A woman in her 20s presented to the emergency department, malnourished and dehydrated, and with acute paralysis of the lower limbs. Over the previous 10 days, she had inhaled nitrous oxide from “whipped-cream bulbs” (10–20 per day) for pain caused by a sprained ankle. She had a history of intravenous drug use and was on a methadone program. The nitrous oxide misuse combined with the malnutrition, with low vitamin B12 levels, apparently resulted in subacute combined degeneration of the spinal cord — a rare complication of nitrous oxide misuse.
A young woman in her 20s presented to the emergency department with a history of increasing difficulty in mobilising over the previous week. For the 3 days before presentation, she had been confined to the back seat of a car (from which she was extricated with difficulty on arrival at the emergency department). An estimated 60 empty “whipped-cream bulbs” were found on the floor of the car.
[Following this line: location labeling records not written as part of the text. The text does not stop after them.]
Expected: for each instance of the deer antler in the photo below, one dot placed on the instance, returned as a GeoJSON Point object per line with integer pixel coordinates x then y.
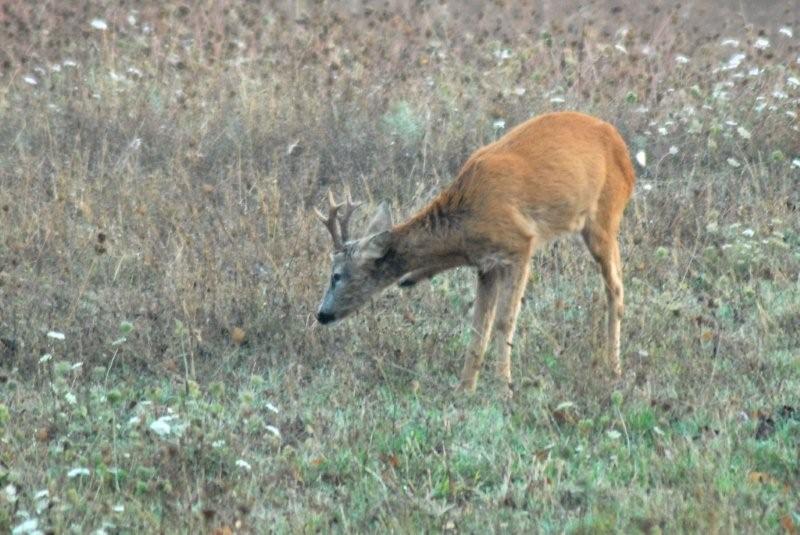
{"type": "Point", "coordinates": [344, 221]}
{"type": "Point", "coordinates": [341, 234]}
{"type": "Point", "coordinates": [330, 221]}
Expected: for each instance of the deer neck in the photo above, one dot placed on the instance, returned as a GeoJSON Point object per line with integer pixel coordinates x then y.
{"type": "Point", "coordinates": [430, 239]}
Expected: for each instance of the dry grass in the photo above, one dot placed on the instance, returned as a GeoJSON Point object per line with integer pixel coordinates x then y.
{"type": "Point", "coordinates": [156, 185]}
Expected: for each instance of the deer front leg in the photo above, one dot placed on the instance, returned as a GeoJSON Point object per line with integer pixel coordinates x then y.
{"type": "Point", "coordinates": [411, 279]}
{"type": "Point", "coordinates": [511, 290]}
{"type": "Point", "coordinates": [485, 304]}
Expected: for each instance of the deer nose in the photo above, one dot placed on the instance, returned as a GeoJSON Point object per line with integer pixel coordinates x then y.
{"type": "Point", "coordinates": [325, 317]}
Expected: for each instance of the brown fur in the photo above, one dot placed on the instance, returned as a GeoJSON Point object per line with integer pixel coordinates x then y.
{"type": "Point", "coordinates": [554, 174]}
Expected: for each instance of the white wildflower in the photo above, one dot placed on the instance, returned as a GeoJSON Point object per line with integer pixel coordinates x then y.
{"type": "Point", "coordinates": [75, 472]}
{"type": "Point", "coordinates": [734, 61]}
{"type": "Point", "coordinates": [244, 465]}
{"type": "Point", "coordinates": [762, 43]}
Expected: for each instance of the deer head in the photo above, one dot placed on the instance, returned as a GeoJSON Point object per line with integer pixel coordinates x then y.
{"type": "Point", "coordinates": [358, 269]}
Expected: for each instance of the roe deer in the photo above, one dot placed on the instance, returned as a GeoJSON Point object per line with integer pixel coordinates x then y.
{"type": "Point", "coordinates": [556, 173]}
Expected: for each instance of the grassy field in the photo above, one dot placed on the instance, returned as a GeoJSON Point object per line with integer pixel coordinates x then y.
{"type": "Point", "coordinates": [160, 264]}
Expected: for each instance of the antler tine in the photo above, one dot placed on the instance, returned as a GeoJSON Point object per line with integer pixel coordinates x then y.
{"type": "Point", "coordinates": [330, 220]}
{"type": "Point", "coordinates": [344, 221]}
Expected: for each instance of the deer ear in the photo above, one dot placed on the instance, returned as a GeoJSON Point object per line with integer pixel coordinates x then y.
{"type": "Point", "coordinates": [381, 221]}
{"type": "Point", "coordinates": [376, 245]}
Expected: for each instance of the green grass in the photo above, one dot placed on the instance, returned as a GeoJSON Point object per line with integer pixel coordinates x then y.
{"type": "Point", "coordinates": [160, 368]}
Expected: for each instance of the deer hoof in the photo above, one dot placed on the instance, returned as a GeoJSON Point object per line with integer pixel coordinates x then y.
{"type": "Point", "coordinates": [407, 283]}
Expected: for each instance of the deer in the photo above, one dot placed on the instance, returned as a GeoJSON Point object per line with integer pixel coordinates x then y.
{"type": "Point", "coordinates": [555, 174]}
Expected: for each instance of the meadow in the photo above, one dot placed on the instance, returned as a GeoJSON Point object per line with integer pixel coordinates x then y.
{"type": "Point", "coordinates": [160, 265]}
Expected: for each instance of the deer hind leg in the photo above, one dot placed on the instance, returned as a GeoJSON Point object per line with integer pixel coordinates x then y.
{"type": "Point", "coordinates": [485, 304]}
{"type": "Point", "coordinates": [512, 288]}
{"type": "Point", "coordinates": [605, 250]}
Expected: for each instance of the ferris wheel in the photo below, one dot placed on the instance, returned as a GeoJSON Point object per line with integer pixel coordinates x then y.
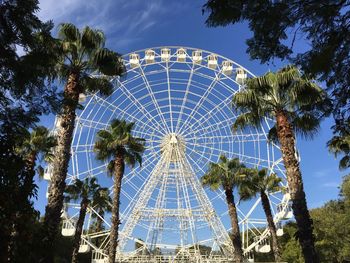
{"type": "Point", "coordinates": [180, 101]}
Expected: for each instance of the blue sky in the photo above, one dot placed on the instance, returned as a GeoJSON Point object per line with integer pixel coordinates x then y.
{"type": "Point", "coordinates": [138, 24]}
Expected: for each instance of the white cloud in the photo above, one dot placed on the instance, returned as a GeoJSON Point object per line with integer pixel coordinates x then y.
{"type": "Point", "coordinates": [124, 21]}
{"type": "Point", "coordinates": [323, 173]}
{"type": "Point", "coordinates": [331, 184]}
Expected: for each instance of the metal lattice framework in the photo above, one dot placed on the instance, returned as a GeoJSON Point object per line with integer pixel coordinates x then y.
{"type": "Point", "coordinates": [180, 99]}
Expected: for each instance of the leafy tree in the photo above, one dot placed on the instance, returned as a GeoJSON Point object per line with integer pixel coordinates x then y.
{"type": "Point", "coordinates": [101, 203]}
{"type": "Point", "coordinates": [323, 24]}
{"type": "Point", "coordinates": [258, 182]}
{"type": "Point", "coordinates": [227, 174]}
{"type": "Point", "coordinates": [37, 144]}
{"type": "Point", "coordinates": [79, 54]}
{"type": "Point", "coordinates": [341, 145]}
{"type": "Point", "coordinates": [291, 250]}
{"type": "Point", "coordinates": [119, 147]}
{"type": "Point", "coordinates": [24, 96]}
{"type": "Point", "coordinates": [85, 191]}
{"type": "Point", "coordinates": [298, 105]}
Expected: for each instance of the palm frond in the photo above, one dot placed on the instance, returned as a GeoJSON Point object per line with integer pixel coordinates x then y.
{"type": "Point", "coordinates": [108, 62]}
{"type": "Point", "coordinates": [247, 119]}
{"type": "Point", "coordinates": [306, 125]}
{"type": "Point", "coordinates": [92, 39]}
{"type": "Point", "coordinates": [272, 135]}
{"type": "Point", "coordinates": [68, 32]}
{"type": "Point", "coordinates": [94, 84]}
{"type": "Point", "coordinates": [287, 75]}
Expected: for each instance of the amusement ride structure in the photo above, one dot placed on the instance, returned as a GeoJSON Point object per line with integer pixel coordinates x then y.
{"type": "Point", "coordinates": [180, 100]}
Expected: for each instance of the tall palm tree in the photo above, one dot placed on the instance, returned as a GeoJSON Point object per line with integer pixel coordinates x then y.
{"type": "Point", "coordinates": [227, 174]}
{"type": "Point", "coordinates": [78, 54]}
{"type": "Point", "coordinates": [101, 203]}
{"type": "Point", "coordinates": [119, 147]}
{"type": "Point", "coordinates": [37, 144]}
{"type": "Point", "coordinates": [84, 191]}
{"type": "Point", "coordinates": [298, 105]}
{"type": "Point", "coordinates": [341, 145]}
{"type": "Point", "coordinates": [258, 182]}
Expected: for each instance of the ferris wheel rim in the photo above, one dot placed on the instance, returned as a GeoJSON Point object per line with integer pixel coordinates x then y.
{"type": "Point", "coordinates": [187, 62]}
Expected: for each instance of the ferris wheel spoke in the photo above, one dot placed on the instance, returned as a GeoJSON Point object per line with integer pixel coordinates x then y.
{"type": "Point", "coordinates": [140, 107]}
{"type": "Point", "coordinates": [156, 105]}
{"type": "Point", "coordinates": [229, 138]}
{"type": "Point", "coordinates": [220, 106]}
{"type": "Point", "coordinates": [185, 98]}
{"type": "Point", "coordinates": [97, 125]}
{"type": "Point", "coordinates": [181, 106]}
{"type": "Point", "coordinates": [116, 108]}
{"type": "Point", "coordinates": [202, 99]}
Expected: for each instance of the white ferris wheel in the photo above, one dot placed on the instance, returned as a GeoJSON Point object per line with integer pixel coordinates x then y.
{"type": "Point", "coordinates": [180, 101]}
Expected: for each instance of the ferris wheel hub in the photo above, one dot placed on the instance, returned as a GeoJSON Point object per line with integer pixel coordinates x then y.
{"type": "Point", "coordinates": [173, 147]}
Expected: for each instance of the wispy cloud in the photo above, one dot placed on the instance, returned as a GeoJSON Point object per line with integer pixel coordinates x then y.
{"type": "Point", "coordinates": [122, 21]}
{"type": "Point", "coordinates": [323, 173]}
{"type": "Point", "coordinates": [330, 184]}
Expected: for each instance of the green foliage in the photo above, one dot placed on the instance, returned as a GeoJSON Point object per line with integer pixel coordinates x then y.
{"type": "Point", "coordinates": [291, 250]}
{"type": "Point", "coordinates": [287, 91]}
{"type": "Point", "coordinates": [83, 53]}
{"type": "Point", "coordinates": [341, 145]}
{"type": "Point", "coordinates": [226, 174]}
{"type": "Point", "coordinates": [257, 181]}
{"type": "Point", "coordinates": [84, 190]}
{"type": "Point", "coordinates": [117, 139]}
{"type": "Point", "coordinates": [323, 24]}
She had a history of intravenous drug use and was on a methadone program, but there was no other significant medical history. She had sprained her ankle 10 days before presentation, and had been inhaling nitrous oxide from whipped-cream bulbs for the pain (10–20 per day). Further immobility and boredom had increased her usage.
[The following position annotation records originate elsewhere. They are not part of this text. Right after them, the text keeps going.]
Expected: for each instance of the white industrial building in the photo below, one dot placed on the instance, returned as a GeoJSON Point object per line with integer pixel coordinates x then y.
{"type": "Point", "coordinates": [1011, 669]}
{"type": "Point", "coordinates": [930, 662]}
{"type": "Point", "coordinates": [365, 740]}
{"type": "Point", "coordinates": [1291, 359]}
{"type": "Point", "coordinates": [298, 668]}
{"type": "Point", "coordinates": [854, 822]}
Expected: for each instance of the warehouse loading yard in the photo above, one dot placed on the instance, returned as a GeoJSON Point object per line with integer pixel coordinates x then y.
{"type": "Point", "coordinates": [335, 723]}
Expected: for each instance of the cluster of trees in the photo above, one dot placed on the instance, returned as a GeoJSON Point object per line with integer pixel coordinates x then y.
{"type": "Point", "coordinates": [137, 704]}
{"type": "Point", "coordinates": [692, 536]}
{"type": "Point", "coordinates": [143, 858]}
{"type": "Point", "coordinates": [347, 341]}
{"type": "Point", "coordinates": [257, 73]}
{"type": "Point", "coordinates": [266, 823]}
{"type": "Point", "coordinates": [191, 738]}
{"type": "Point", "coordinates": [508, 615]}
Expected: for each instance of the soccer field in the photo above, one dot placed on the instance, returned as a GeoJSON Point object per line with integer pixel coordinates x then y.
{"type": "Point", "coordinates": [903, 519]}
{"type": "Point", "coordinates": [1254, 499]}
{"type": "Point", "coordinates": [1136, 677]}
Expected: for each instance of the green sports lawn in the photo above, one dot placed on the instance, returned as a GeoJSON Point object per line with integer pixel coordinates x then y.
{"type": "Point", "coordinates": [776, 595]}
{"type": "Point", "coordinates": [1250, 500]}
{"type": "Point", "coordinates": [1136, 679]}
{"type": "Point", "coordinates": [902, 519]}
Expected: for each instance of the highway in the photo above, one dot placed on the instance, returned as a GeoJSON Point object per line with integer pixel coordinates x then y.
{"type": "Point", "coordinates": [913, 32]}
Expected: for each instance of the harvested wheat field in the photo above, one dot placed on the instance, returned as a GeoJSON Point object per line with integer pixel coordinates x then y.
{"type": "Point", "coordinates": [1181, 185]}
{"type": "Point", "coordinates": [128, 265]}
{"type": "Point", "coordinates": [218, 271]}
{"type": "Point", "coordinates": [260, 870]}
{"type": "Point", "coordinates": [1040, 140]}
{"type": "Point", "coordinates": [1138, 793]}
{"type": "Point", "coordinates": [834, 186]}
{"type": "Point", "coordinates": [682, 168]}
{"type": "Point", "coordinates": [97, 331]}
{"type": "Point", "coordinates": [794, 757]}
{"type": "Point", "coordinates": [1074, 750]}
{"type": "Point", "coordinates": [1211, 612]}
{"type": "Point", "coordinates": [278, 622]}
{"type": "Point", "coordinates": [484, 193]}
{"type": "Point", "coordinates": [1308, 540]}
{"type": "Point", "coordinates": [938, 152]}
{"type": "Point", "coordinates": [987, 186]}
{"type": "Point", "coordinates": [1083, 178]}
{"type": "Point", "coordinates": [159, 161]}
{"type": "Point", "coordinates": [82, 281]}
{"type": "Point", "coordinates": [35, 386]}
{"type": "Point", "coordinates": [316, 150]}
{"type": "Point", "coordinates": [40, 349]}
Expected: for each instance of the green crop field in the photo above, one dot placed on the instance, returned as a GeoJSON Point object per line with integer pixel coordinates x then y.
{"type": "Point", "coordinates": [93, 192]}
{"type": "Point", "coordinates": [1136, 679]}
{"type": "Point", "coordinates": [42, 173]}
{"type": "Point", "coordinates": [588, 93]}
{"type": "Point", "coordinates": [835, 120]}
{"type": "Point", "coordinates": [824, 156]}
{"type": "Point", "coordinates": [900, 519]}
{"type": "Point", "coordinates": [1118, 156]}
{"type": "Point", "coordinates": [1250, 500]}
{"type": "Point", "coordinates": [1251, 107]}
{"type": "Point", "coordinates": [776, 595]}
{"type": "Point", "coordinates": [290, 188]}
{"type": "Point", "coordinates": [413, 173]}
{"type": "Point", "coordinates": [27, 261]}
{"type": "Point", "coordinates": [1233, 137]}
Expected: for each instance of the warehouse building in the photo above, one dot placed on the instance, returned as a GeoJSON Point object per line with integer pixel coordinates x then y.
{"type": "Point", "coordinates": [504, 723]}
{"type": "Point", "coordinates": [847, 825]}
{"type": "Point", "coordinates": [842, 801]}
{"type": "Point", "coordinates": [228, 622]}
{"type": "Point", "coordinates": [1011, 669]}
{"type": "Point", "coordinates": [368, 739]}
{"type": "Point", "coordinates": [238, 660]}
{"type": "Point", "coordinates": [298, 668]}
On examination, she was pleasant, but dishevelled and malnourished, with evidence of needle track marks from intravenous drug use on her extremities. She had a Glasgow Coma Scale score of 14/15 (best eye response, 4; best verbal response, 4; best motor response, 6); her respiratory rate was 20 breaths/min; heart rate, 95 beats/min; blood pressure, 95/63 mmHg; temperature, 35.6°C; and oxygen saturation in room air was 94%.
She had a 1/5 flaccid proximal weakness of the lower limbs (Medical Research Council [United Kingdom] scale), with a flicker of power preserved distally, but absent plantar and knee-jerk reflexes. She had a patchy sensory level to T10, and absent vibration sense to her anterior superior iliac spines bilaterally. There was a proprioception deficit to her feet, knees and hips bilaterally. She was in urinary retention, and 1800 mL was drained through an indwelling urinary catheter. Rectal examination showed atony of the anal sphincter.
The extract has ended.